Regardless of who earns the cracker, by the time all explosions have occurred most parties will share their victories and everyone will be wearing a thin, crepe-paper crown. One of life’s simple joys is watching an older man begrudgingly put a party hat on, especially when his skull is too large and it rests atop like the angel on a Christmas tree, with none of the charm. Even better: have you ever witnessed a family argument break out during this time? There’s nothing funnier than adults exchanging terse words and turning red while wearing a crumpled paper crown, especially if it isn’t your family. ’Tis the season!

Once crowns are adorned, it’s time to unwrap and discover the toys within. If you’re lucky, the host purchased their crackers from the fancy section at David Jones that I’m no longer allowed to frequent after spraying perfume samples all over myself for too long and passing out. The bougie ones will have fun toys inside that actually function, like a cute wooden spinning top or a wind-up toy car. Those of us who chose bargain stores with questionably misspelt names like Jon’s Krazy Bargainz instead receive a misshapen plastic clump, or teeny army men who are instantly eaten and exploded out of the dog who’s taken a frankly surprising anti-military stance.

Parents and extended relatives can expect to feel a slight sting when seeing a child have far more fun playing with their new plastic whistle than the gift you gave them, a handmade educational puzzle set purchased at the Montessori festive market that cost more than six packets of David Jones bon-bons. It may be worth making a mental note of this for next year’s present list (every family needs a Grinch).

Last but definitely not least is my personal favourite part of a bon-bon: the joke.

– Who is Santa’s favourite singer? = Elf-is Presley

– What do you get if you cross a Christmas tree with an apple? = A pineapple

– Why do cows lie down in the rain? = To keep each udder dry

– What did the fish say when he swam into a wall? = Dam!

I presume you are now in hysterics after reading those and encourage you to sit down for a moment lest you overdose on merriment. The fun in these are clearly not the jokes themselves, which are awful, but the ritual of reading it aloud at maximum volume.

For visibly annoyed persons (who may overlap in the Venn diagram of “quietly miserable from wearing a paper hat”), I recommend a slow and dramatic reading, with hand gestures, vaudevillian theatrics and knee-slapping. Bonus fun points for jokes that need to be explained in great detail, which is always the sign of a good gag! Some jokes cannot be shared at all as the tiny slips of paper were printed in 1958 and contain wildly offensive slurs. These can be discreetly placed in the recycling bin or dramatically shredded, depending on your sensibilities.

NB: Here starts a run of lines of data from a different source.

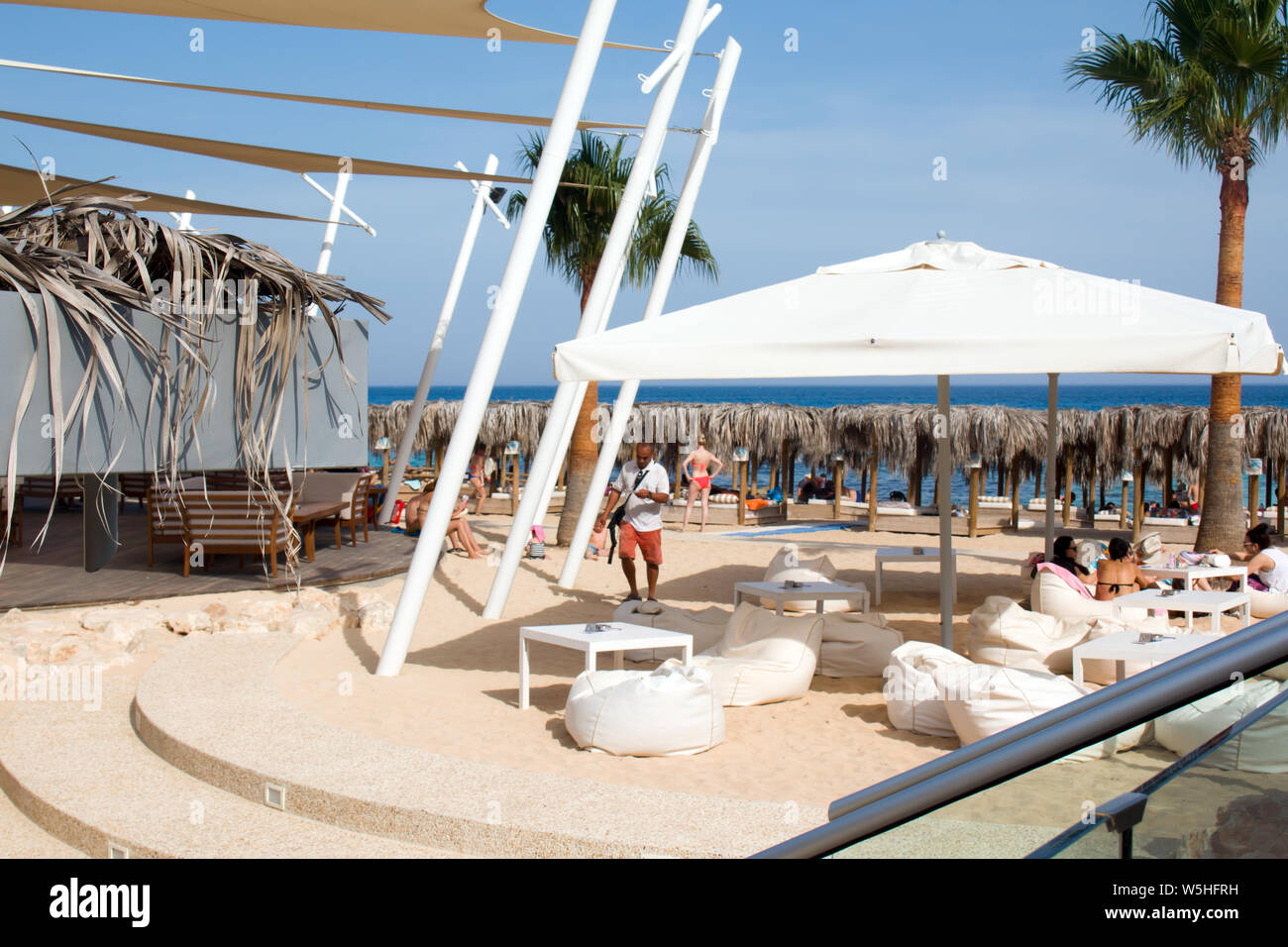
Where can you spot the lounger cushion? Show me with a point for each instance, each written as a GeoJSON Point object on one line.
{"type": "Point", "coordinates": [911, 696]}
{"type": "Point", "coordinates": [790, 566]}
{"type": "Point", "coordinates": [1001, 633]}
{"type": "Point", "coordinates": [706, 626]}
{"type": "Point", "coordinates": [670, 711]}
{"type": "Point", "coordinates": [763, 657]}
{"type": "Point", "coordinates": [983, 699]}
{"type": "Point", "coordinates": [1260, 749]}
{"type": "Point", "coordinates": [857, 644]}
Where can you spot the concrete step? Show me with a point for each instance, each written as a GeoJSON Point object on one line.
{"type": "Point", "coordinates": [84, 777]}
{"type": "Point", "coordinates": [210, 709]}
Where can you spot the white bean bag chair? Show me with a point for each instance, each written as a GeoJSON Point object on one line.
{"type": "Point", "coordinates": [763, 657]}
{"type": "Point", "coordinates": [789, 566]}
{"type": "Point", "coordinates": [706, 626]}
{"type": "Point", "coordinates": [1001, 633]}
{"type": "Point", "coordinates": [912, 698]}
{"type": "Point", "coordinates": [1260, 749]}
{"type": "Point", "coordinates": [857, 646]}
{"type": "Point", "coordinates": [983, 699]}
{"type": "Point", "coordinates": [670, 711]}
{"type": "Point", "coordinates": [1266, 603]}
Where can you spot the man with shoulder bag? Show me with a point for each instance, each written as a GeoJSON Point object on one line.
{"type": "Point", "coordinates": [645, 486]}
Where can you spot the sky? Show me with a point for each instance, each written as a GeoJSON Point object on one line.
{"type": "Point", "coordinates": [829, 144]}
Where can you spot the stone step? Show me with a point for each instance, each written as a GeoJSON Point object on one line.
{"type": "Point", "coordinates": [84, 777]}
{"type": "Point", "coordinates": [210, 709]}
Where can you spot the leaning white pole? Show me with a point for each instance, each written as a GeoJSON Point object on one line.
{"type": "Point", "coordinates": [565, 407]}
{"type": "Point", "coordinates": [333, 226]}
{"type": "Point", "coordinates": [1052, 445]}
{"type": "Point", "coordinates": [947, 567]}
{"type": "Point", "coordinates": [527, 241]}
{"type": "Point", "coordinates": [436, 347]}
{"type": "Point", "coordinates": [625, 402]}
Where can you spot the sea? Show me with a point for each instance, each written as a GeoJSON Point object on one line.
{"type": "Point", "coordinates": [1025, 395]}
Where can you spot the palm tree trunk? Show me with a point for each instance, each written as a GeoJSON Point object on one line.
{"type": "Point", "coordinates": [1223, 525]}
{"type": "Point", "coordinates": [583, 453]}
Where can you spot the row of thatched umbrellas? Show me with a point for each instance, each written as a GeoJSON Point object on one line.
{"type": "Point", "coordinates": [1166, 441]}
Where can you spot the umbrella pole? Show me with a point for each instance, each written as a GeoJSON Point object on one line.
{"type": "Point", "coordinates": [518, 266]}
{"type": "Point", "coordinates": [943, 424]}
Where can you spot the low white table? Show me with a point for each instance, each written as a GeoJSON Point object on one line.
{"type": "Point", "coordinates": [618, 638]}
{"type": "Point", "coordinates": [888, 554]}
{"type": "Point", "coordinates": [1188, 574]}
{"type": "Point", "coordinates": [812, 591]}
{"type": "Point", "coordinates": [1189, 602]}
{"type": "Point", "coordinates": [1125, 646]}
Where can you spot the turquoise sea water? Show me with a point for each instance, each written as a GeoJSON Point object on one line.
{"type": "Point", "coordinates": [1033, 395]}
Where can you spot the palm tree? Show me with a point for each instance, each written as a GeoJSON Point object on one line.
{"type": "Point", "coordinates": [1210, 88]}
{"type": "Point", "coordinates": [575, 235]}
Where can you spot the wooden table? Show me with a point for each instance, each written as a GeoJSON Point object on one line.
{"type": "Point", "coordinates": [307, 515]}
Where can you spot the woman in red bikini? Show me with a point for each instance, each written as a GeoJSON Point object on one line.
{"type": "Point", "coordinates": [698, 468]}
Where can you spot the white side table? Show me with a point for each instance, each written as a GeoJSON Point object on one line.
{"type": "Point", "coordinates": [811, 591]}
{"type": "Point", "coordinates": [618, 638]}
{"type": "Point", "coordinates": [1126, 646]}
{"type": "Point", "coordinates": [889, 554]}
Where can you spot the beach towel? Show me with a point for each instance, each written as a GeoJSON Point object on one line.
{"type": "Point", "coordinates": [1070, 579]}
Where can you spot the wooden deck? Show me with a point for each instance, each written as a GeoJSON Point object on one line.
{"type": "Point", "coordinates": [55, 577]}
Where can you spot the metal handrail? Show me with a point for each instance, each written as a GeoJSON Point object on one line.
{"type": "Point", "coordinates": [1047, 737]}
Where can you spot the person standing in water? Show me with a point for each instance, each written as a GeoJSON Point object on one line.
{"type": "Point", "coordinates": [698, 468]}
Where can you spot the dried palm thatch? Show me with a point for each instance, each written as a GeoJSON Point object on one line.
{"type": "Point", "coordinates": [86, 261]}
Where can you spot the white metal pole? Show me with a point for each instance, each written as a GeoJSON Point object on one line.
{"type": "Point", "coordinates": [333, 226]}
{"type": "Point", "coordinates": [436, 347]}
{"type": "Point", "coordinates": [1052, 444]}
{"type": "Point", "coordinates": [527, 241]}
{"type": "Point", "coordinates": [684, 205]}
{"type": "Point", "coordinates": [947, 567]}
{"type": "Point", "coordinates": [563, 408]}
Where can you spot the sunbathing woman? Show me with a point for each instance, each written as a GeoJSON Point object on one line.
{"type": "Point", "coordinates": [1120, 575]}
{"type": "Point", "coordinates": [697, 467]}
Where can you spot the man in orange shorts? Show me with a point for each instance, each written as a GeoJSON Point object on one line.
{"type": "Point", "coordinates": [645, 487]}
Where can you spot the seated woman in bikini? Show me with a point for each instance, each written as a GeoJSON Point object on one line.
{"type": "Point", "coordinates": [697, 466]}
{"type": "Point", "coordinates": [1120, 575]}
{"type": "Point", "coordinates": [458, 530]}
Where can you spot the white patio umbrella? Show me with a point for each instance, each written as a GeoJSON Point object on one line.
{"type": "Point", "coordinates": [934, 308]}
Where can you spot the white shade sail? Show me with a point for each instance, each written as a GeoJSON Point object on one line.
{"type": "Point", "coordinates": [934, 308]}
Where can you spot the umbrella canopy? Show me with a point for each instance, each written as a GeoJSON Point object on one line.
{"type": "Point", "coordinates": [934, 308]}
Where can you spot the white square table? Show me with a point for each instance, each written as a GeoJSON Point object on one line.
{"type": "Point", "coordinates": [1126, 646]}
{"type": "Point", "coordinates": [1189, 602]}
{"type": "Point", "coordinates": [1188, 574]}
{"type": "Point", "coordinates": [888, 554]}
{"type": "Point", "coordinates": [814, 591]}
{"type": "Point", "coordinates": [618, 638]}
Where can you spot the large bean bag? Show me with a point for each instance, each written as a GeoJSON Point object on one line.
{"type": "Point", "coordinates": [982, 699]}
{"type": "Point", "coordinates": [1260, 749]}
{"type": "Point", "coordinates": [670, 711]}
{"type": "Point", "coordinates": [706, 626]}
{"type": "Point", "coordinates": [911, 696]}
{"type": "Point", "coordinates": [763, 657]}
{"type": "Point", "coordinates": [1266, 603]}
{"type": "Point", "coordinates": [857, 646]}
{"type": "Point", "coordinates": [1001, 633]}
{"type": "Point", "coordinates": [790, 566]}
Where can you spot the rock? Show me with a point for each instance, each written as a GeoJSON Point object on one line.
{"type": "Point", "coordinates": [189, 622]}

So this year, let’s raise a glass to the humble Christmas cracker. If you’re feeling particularly creative, make your own out of discarded household objects and old newspapers. Some stores even sell bulk cracker popper strips on their own, either for DIY enthusiasts or for people who enjoy small explosions. You could even attempt to fold your napkin into a crown shape and plop it on your head during dinner. If nobody mentions it, you’ve succeeded in being the weird one this Christmas, a title everyone should receive once in their lifetime. Vale bon-bons, and thanks for the memories.